Climate change means that those at greatest risk are often the least deserving and least responsible for the current state in which we as a global community find ourselves.
Dr Conor Walsh is an Environmental Scientist in the Natural Resources Institute, and his work relates to Sustainable Development Goal (SDG) 13 Climate Action and supports SDG 2 Zero Hunger.
Teaching, Research and Outreach
I am an interdisciplinary environmental scientist. I worked for several years in a Climate Change research centre. The majority of my work is based around resource accounting, looking at the flow of materials from the economy to the bio-sphere and vice and versa as a means of understanding the impact of human activities on the local and global environment. In particular much of my work is framed by established carbon budgets which give a quantified limit to the accumulation of emissions, in order to avert dangerous climate change. Some of my past work has been based on examining the impact of climate change on trade demonstrating the reliance of the food system on a small number of critical export countries that are both big producers and consumers.
In my teaching I serve as Programme Leader for the MSc Global Environmental Change, whose core modules are explicitly designed around climate impact, mitigation and adaptation. I lead a module based on carbon accounting principles.
I am also co-designer and leader for a new Climate Change BSc, one of the few offered in the UK. This is a honours level degree that brings together many of the interdisciplinary skills available at the NRI.
As part the university's COP 26 working group I collaborate on a working paper on Climate Change education focusing on climate education.
I also undertake outreach and knowledge exchange including a series of interviews hosted by cimpatico.com on climate change.
My Future Contributions
Given the range of topics I have worked on its difficult to crystalise a single goal. Having worked on both global and regional scale studies related to climate change and material supply chains, I have come to appreciate the role of global pressures on regional actors and vice versa. Being specific in relation to regional and market-based characteristics (e.g. of a given commodity) is important, as many different regions have unique drivers for resource demands.
Are there wider or new areas or partnerships that you would wish to work on/with?
I am interested to work with novel technologies that have the capacity for dramatic carbon reductions in different sectors. In particular I would like to apply resource accounting expertise to better understand the viability of emergent technologies in contributing to Net Zero targets in the near term. Particularly in relation to integrating insights financial barriers associated with a given emission reduction pathway.
To solve the climate crisis collectively we will need to:
Be honest about the scale and urgency of the problem and the viability of different solutions.
Nothing short of an ambitious alignment of supply and demand-based measures-including behaviour and technological change-will be sufficient to avert more significant climate impacts. Equally, we need to avoid fatalism, this is not an issue of fundamental unknowns, the solutions to this are known and soluble.

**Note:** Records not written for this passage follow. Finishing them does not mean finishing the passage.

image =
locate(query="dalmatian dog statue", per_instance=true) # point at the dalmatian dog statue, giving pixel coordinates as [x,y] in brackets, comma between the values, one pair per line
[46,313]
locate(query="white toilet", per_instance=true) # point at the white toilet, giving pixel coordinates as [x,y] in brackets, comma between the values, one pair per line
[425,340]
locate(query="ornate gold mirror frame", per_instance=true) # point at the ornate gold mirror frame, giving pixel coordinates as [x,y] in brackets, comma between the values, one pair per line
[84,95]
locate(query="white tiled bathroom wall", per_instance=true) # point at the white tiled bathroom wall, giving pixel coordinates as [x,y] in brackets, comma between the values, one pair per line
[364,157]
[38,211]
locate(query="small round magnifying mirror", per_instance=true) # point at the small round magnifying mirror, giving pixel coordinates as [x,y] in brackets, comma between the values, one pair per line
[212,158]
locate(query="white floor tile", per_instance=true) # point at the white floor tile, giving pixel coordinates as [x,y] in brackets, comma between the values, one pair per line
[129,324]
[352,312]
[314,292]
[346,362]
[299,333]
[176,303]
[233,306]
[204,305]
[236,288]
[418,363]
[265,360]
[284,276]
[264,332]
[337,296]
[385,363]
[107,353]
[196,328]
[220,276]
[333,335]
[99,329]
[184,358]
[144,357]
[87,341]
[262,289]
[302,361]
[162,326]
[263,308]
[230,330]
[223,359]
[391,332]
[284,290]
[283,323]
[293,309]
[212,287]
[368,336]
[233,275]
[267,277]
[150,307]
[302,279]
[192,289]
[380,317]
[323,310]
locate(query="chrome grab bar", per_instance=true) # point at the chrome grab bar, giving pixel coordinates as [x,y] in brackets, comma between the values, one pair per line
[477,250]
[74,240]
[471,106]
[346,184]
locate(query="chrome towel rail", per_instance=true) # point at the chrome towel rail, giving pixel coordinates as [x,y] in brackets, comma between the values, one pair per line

The UK needs to be bold and ambitious in the targets that it supports, equally the public needs to demonstrate their support for credible policies aligning with such targets.
Why is sustainability and working on your project important?
Whilst usually couched in a broader ethical framing, sustainability is ultimately anthropocentric in that it seeks to maintain the systems upon which we all depend. Practices which are not sustainable will not be sustained. Especially as problems such as climate change means that those at greatest risk are often the least deserving and least responsible for the current state in which we as a global community find ourselves.